So hatte die Frau Oberst das Wiseli noch nie gesehen. Was konnte
da geschehen sein? Sie trat in die Stube. Da saß am sonnigen
Fenster der Andres und sah aus, als sei ein noch nie erlebtes
Unheil über ihn hereingebrochen.

“Was ist denn hier geschehen?” fragte die Frau Oberst und vergaß im
Schrecken guten Tag zu sagen.

“Ach, Frau Oberst”, stöhnte Andres, “ich wollte, das Kind wäre nie in mein Haus gekommen!”

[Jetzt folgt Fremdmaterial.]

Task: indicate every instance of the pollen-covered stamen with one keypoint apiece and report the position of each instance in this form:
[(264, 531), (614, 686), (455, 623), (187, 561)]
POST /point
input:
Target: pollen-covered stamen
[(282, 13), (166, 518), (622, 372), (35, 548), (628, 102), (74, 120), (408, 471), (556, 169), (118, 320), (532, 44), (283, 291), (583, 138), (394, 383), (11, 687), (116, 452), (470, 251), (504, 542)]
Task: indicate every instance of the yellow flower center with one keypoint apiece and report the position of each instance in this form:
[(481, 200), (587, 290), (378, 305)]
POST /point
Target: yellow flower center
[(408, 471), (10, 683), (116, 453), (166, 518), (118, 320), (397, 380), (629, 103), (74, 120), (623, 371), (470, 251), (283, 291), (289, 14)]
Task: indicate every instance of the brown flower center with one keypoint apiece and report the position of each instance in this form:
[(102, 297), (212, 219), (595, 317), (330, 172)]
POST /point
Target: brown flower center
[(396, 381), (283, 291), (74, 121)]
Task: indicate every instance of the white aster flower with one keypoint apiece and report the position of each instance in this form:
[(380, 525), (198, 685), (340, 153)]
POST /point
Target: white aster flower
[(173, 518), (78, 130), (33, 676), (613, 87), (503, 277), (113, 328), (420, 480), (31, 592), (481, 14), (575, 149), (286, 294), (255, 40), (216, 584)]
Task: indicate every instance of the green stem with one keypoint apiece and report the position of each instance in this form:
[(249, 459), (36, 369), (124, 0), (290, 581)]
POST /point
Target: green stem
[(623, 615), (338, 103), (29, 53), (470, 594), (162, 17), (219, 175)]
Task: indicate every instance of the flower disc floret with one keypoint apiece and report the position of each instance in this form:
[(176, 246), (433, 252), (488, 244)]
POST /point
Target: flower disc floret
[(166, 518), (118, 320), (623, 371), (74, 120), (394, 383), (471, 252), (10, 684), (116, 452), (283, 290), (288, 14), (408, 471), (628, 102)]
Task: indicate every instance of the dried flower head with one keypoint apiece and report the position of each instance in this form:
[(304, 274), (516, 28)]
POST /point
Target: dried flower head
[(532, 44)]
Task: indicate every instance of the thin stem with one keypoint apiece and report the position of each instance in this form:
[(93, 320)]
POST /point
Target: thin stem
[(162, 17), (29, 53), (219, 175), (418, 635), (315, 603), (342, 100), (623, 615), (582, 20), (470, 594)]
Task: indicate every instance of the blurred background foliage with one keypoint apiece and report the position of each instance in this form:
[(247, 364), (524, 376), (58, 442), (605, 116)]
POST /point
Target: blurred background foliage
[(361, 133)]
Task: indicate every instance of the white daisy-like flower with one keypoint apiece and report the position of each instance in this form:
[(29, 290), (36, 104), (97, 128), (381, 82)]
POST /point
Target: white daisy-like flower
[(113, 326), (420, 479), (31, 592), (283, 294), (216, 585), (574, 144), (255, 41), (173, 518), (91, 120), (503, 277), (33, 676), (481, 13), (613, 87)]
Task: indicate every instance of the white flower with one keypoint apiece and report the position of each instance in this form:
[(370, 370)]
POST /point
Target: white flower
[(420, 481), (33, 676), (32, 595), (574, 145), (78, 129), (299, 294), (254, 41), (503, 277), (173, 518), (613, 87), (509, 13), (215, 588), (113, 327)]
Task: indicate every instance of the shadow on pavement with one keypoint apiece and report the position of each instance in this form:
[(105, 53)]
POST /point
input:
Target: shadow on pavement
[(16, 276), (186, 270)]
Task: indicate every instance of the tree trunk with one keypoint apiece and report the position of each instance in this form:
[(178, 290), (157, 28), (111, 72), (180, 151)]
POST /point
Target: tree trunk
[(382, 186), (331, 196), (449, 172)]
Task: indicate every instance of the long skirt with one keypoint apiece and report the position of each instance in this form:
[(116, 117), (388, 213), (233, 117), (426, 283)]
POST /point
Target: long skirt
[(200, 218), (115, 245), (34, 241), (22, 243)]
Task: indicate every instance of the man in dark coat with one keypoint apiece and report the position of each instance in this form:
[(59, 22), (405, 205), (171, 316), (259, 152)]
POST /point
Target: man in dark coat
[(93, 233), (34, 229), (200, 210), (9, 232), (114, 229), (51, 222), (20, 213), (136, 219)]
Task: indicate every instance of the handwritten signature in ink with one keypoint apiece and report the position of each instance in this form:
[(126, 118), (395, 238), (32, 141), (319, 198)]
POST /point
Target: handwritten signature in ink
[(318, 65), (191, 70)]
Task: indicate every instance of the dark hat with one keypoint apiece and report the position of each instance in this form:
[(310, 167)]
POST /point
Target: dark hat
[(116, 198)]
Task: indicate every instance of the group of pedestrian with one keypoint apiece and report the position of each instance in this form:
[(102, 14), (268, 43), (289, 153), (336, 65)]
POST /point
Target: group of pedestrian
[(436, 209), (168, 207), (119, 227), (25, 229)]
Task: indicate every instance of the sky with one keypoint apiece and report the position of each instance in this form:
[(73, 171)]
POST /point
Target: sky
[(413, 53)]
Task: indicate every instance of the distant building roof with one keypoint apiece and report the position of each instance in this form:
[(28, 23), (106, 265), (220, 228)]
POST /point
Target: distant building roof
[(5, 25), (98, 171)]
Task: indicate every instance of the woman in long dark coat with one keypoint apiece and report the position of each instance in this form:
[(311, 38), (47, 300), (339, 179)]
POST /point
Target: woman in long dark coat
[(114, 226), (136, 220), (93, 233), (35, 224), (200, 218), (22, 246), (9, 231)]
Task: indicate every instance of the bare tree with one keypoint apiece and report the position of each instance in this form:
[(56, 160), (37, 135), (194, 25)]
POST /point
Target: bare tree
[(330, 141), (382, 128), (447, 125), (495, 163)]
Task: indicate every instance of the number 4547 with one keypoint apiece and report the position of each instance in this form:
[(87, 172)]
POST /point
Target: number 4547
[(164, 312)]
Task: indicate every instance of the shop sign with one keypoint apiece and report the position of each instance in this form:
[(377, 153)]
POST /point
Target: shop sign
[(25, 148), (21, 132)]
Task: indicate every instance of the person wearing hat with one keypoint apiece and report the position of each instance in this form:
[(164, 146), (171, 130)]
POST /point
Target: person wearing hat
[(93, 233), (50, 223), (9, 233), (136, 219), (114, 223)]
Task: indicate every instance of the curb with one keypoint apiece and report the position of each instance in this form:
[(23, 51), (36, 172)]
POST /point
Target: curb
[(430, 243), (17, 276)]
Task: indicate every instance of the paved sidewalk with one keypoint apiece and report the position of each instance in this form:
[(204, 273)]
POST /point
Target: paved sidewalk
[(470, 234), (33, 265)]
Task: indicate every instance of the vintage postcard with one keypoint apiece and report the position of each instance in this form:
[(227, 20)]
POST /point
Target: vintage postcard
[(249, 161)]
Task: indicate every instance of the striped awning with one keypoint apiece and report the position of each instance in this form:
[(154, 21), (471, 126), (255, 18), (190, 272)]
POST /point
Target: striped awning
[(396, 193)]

“Was”, rief sie noch erschrockener aus, “das Wiseli? Kann dieses
Kind Ihnen ein Leid angetan haben?”

“Ach, um Himmels willen, nein, Frau Oberst, so meine ich es nicht”, entgegnete Andres aufgeregt. “Aber nun ist das Kind bei mir gewesen und hat mir ein Leben gemacht in meinem Häuschen, wie im Paradies. Und jetzt muß ich das Kind wieder hergeben, und alles wird viel öder und leerer um mich her sein als vorher. Ich kann es nicht aushalten. Sie können sich gar nicht denken, wie lieb mir das Kind ist. Ich kann es nicht aushalten, wenn sie mir’s wegnehmen. Morgen muß es gehen, der Onkel hat schon zweimal den Buben geschickt. Es müsse nun zurückkommen, morgen müsse es sein. Und dann ist noch etwas, das mir fast das Herz zersprengt. Seitdem der Onkel den Buben geschickt hat, ist das Kind ganz still geworden und weint heimlich. Es will es nicht so zeigen, aber man kann’s sehen, es fällt ihm schwer zu gehen. Und morgen muß es sein. Ich übertreibe nicht, Frau Oberst. Aber das kann ich sagen. Alles, was ich seit dreißig Jahren erspart und erarbeitet habe, gäbe ich seinem Onkel, wenn er mir das Kind ließe.”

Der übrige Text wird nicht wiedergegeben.